In the rapidly evolving landscape of enterprise AI, relying solely on vector similarity or traditional relational queries is often insufficient. As organizations strive to build sophisticated Knowledge Graphs, the need arises for a unified approach that leverages the semantic understanding of vector databases alongside the rigorous structural filtering of SQL. This article explores the architecture of Hybrid Search, demonstrating how to integrate these two paradigms to deliver precise, scalable, and context-aware search experiences.
The Limitations of Single-Modal Search
Traditional keyword search (or simple SQL queries) excels at exact matches and structured filtering but fails to understand context or intent. Conversely, pure vector search, powered by embeddings, captures semantic meaning perfectly but struggles with strict constraints like date ranges, specific user IDs, or hierarchical data.
Consider a scenario where a legal team needs to find "contracts related to data privacy signed after 2023." A vector search might return documents discussing "privacy" broadly, missing the crucial temporal constraint. A standard SQL query might find the date but fail to retrieve semantically similar clauses that don't explicitly use the word "privacy."
Architecting the Hybrid Solution
The solution lies in a hybrid architecture. This approach typically involves a dual-storage model where an in-memory vector index (like Milvus, Pinecone, or Weaviate) handles semantic similarity, while a high-performance SQL database (like PostgreSQL with pgvector, or a dedicated OLTP database) manages metadata and structured filtering.
The architecture generally follows a two-step retrieval process:
- Initial Vector Retrieval: Convert the user query into an embedding and retrieve the top-k most similar documents.
- Metadata Filtering: Apply the SQL constraints on the retrieved IDs to filter out non-compliant results before re-ranking.
Implementation Strategy with pgvector
While many enterprises use separate systems, modern databases like PostgreSQL have evolved to handle both relational and vector data natively. The pgvector extension allows developers to store vectors alongside standard SQL columns, enabling a true hybrid query in a single transaction.

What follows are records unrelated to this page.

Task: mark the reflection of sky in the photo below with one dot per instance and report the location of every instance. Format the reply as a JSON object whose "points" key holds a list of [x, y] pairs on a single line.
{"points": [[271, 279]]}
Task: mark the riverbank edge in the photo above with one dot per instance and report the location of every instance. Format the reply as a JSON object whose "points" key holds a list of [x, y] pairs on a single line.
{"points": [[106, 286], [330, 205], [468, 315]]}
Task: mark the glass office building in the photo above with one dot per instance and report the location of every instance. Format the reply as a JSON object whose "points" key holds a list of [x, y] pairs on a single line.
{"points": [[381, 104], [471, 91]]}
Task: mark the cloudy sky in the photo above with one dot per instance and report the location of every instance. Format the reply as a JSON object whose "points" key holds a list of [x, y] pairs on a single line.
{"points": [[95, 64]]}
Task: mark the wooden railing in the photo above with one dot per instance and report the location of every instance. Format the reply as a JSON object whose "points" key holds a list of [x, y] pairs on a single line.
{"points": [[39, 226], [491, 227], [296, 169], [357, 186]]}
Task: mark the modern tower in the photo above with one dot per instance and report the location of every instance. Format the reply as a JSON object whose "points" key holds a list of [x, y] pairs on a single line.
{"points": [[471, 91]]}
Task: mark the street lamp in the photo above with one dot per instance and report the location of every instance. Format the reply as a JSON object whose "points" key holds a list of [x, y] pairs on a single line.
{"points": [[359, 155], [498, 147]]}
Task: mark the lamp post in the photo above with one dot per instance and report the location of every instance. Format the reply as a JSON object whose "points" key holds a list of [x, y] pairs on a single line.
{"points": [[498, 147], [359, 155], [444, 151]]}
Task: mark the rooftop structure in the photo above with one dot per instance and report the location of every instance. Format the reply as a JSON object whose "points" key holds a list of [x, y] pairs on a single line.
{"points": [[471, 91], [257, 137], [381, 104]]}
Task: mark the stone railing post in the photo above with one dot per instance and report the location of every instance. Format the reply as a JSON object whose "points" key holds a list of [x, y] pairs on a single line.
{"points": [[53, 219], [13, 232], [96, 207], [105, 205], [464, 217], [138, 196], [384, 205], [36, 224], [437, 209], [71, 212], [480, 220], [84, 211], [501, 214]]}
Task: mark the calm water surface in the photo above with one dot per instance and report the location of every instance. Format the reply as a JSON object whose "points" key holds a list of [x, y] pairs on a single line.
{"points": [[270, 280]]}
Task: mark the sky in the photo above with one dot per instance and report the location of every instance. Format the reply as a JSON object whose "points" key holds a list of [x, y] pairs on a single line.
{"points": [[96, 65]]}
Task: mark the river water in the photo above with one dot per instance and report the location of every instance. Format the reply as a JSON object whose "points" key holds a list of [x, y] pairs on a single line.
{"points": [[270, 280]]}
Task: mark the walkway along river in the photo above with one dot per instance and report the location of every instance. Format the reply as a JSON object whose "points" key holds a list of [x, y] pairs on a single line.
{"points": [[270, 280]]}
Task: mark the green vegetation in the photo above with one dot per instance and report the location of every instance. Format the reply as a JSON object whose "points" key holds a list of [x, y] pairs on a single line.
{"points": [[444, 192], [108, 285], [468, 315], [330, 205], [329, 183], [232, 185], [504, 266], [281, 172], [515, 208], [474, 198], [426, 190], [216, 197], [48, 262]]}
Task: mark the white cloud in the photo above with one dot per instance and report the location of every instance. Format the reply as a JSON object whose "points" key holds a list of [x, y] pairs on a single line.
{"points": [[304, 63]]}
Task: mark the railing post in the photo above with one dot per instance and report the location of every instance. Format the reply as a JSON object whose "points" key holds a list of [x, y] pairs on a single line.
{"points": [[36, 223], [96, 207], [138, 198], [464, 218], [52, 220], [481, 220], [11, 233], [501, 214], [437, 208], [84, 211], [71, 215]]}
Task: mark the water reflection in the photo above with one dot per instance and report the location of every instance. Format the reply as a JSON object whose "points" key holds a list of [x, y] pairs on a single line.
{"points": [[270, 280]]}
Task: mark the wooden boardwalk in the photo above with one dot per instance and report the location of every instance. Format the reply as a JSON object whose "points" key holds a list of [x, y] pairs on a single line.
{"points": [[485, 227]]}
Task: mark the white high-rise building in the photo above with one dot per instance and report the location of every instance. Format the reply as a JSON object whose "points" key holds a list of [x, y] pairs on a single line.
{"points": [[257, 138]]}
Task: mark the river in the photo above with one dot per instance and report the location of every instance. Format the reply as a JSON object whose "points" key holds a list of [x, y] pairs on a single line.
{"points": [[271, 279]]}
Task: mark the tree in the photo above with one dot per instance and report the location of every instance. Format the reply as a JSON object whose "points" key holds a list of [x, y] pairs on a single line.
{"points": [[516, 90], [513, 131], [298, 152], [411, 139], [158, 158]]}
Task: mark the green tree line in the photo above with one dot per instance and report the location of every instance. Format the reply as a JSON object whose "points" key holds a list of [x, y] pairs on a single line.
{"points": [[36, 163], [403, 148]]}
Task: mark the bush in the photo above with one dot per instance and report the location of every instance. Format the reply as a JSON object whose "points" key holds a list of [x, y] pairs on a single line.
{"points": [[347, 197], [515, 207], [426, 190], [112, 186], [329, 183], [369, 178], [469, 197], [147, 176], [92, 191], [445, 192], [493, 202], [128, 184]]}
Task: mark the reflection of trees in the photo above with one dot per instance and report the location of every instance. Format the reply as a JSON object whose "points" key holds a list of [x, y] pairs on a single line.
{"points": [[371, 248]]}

Below is a practical example of how to construct a hybrid query that filters by department while searching for semantic relevance in a knowledge graph context.
-- Hypothetical schema for a Knowledge Graph table
CREATE TABLE documents (
id UUID PRIMARY KEY,
content TEXT,
department_id INTEGER NOT NULL,
created_at TIMESTAMP,
embedding vector(1536)
);
-- Create an index on the department for fast filtering
CREATE INDEX idx_dept ON documents (department_id);
-- Create a flat index for vector similarity
CREATE INDEX ON documents USING ivfflat (embedding vector_cosine_ops) WITH (lists = 100);
-- The Hybrid Query
SELECT
id,
content,
department_id,
1 - (embedding <=> '[0.1, 0.2, ... 1536]') as similarity_score
FROM
documents
WHERE
department_id = 42 AND -- Hard constraint via SQL
created_at > '2023-01-01' -- Hard constraint via SQL
ORDER BY
embedding <=> '[0.1, 0.2, ... 1536]' -- Vector ordering
LIMIT 10;
In this example, the database engine first uses the B-tree index on department_id to narrow the candidate set significantly. It then applies the cosine distance calculation on this smaller subset to find the most semantically relevant results. This reduces computational load and ensures strict adherence to enterprise governance rules.
Advanced Patterns: Re-ranking and Recall
For high-volume enterprise applications, a two-stage retrieval process is often preferred over a single SQL query. In Stage 1, the system retrieves a larger set of candidates (e.g., 100) from the vector store using only the embedding. In Stage 2, a lightweight SQL engine filters these 100 results based on complex business logic. Finally, a re-ranking model (like Cross-Encoders) is applied to the final top 10 to ensure the highest precision.
This pattern is critical for Knowledge Graphs where relationships matter. By combining graph traversal data with vector embeddings, you can navigate the "distance" between concepts while respecting the rigid schema of your enterprise data.
Conclusion
Building a robust enterprise Knowledge Graph requires more than just throwing data into an AI model. It demands a thoughtful hybrid architecture that respects the dual nature of data: its semantic fluidity and its structured rigidity. By integrating vector databases with traditional SQL, developers can unlock search capabilities that are not only intelligent but also reliable, compliant, and performant at scale.
As you move forward with your AI initiatives, consider how your current stack can evolve to support these hybrid queries. The future of enterprise search is not about choosing between vectors and SQL, but rather mastering the synergy between them.